Okutan Nanzenji – ゆどうふ 奥丹 南禅寺店

Fortunately for us we spotted what looked like a restaurant (although if you weren’t attuned to what “food place” looks like in Japan, you could easily miss it). I mean, look at the Street View image:

It could just have been any building to Western eyes. But not to ours! 👀

Once we managed to negotiate our way to a table, we were served a truly delicious tofu based feast! Again, not surprising, given we were right in the temples area, but I was equally surprised by the creativity and variety of this cuisine.

The core of this menu was the boiled tofu, or yudofu. It was floating in a clay pot on top of a structure with a flame burner underneath to keep it boiling, steamy and dramatic, which of course I enjoyed!

To eat it, you took a piece with your chopsticks, brought it to your plate and added as much seasoning as you wanted: seaweed flakes, spring onions, dipping sauce… whatever you fancied.

I want to dedicate some special space to the sesame tofu, on the bottom right corner in the picture below. This tofu was DELICIOUS: soft, full of sesame flavour, slightly salty, slightly sweet, and I’ve also been wanting to try it again since then, quite unsuccessfully, why is this not a trend in London? bah!

There was also this piece of tofu which had a sticky miso based sauce on top.

And some tempura of really fresh and deliciously crunchy vegetables…

All in all, an extremely satisfying lunch. We definitely felt “recomposed” after it, and able to tackle some more touristing.

After a bit more of walking and sight seeing, we came back to the apartment, and had coffee there using our Cafflano coffee maker, and rested for a bit—all much needed if we wanted to keep awake during dinner!

Gokomachi Tagawa

For our last night in Kyoto, Devvers had booked another restaurant for kaiseki dinner. It turned out to be truly memorable.

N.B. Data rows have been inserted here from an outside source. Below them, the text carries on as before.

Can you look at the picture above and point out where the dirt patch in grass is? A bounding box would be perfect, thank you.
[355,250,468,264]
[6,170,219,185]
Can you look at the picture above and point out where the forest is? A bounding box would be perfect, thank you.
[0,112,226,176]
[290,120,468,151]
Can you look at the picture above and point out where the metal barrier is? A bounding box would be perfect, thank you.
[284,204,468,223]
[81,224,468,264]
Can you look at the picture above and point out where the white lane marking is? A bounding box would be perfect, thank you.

Each dish was de-li-ci-ous and there were things that I had never imagined could be eaten, like the fish bone!

Turns out that deep frying a fish bone can turn it into a delicious brittle snack

We also enjoyed seeing the chefs prepare the food in front of us; there are a lot of skills required to prepare and arrange all the elements in each dish!

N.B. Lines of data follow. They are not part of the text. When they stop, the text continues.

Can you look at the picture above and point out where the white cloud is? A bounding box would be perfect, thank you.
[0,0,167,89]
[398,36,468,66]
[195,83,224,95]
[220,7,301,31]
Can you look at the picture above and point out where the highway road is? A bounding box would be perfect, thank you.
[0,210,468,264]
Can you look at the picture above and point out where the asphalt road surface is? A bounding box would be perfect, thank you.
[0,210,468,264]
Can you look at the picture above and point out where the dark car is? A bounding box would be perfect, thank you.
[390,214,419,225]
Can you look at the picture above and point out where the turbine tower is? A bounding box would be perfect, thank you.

The chef is from Mie prefecture, and his cooking aims to reflect the natural ingredients of that region.

Special mention for the crockery and cutlery 😍

The hospitality at this place was superb. They offered to make some rice balls for guests to take home, to avoid food waste. So this was probably the most luxurious take-away!

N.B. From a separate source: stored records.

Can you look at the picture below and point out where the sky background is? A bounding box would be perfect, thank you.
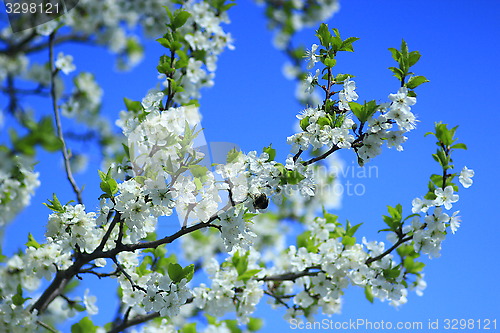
[0,0,500,332]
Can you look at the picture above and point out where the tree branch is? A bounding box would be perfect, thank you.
[49,31,83,204]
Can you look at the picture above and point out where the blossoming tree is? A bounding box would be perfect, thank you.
[0,0,474,332]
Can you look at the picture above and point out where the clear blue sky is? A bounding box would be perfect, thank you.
[2,0,500,332]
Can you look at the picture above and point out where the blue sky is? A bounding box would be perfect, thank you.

They also went out of their way to help us safely return to our hotel—as in, they literally went out of the restaurant, ran to the busy road and chased a taxi for us. We were beyond impressed 😲

Then at the hotel, we drank some of the sake we had bought (no point in carrying additional weight to Tokyo!), ate the luxurious snack and indulged in the joyous (and delirious) exercise which is watching Japanese TV, in Japanese, without subtitles or understanding what is going on at all 😂

From memory, we watched:

  • The end of some sumo championships
  • A cooking program with animated characters in which an old lady explained how to make simple, practical dishes such as “spaghetti” with a strong Japanese twist, I mean, she sprinkled small fishes like the ones we had eaten in our dinner on top of the spaghetti 🤪
  • Another practical program in which a grandma or ma (not quite sure) demonstrated how no garment was beyond the point of no return. With the aid of chemicals, chemicals and more chemicals, everything can be turned white again! (to the surprise of the grandson or son, who watches the whole process with the mouth open)
  • I also am not sure if this was the same program, but there was a segment on how to prepare and freeze food for maximum simplicity of usage afterwards and to date I still use some of the ideas I learned!
  • Finally there was the program in which the parents learn about what their son really does at work (he’s some sort of gym chain manager and also runs team bonding exercises for companies? Or he’s shown running the exercise for his company?), and the parents are really proud of him, AND they go and visit him BY SURPRISE! But everyone is super proud and grateful of everything, so they bow lots.

And with that note of absurdity we went to bed, ready to pack and leave to Tokyo the next day.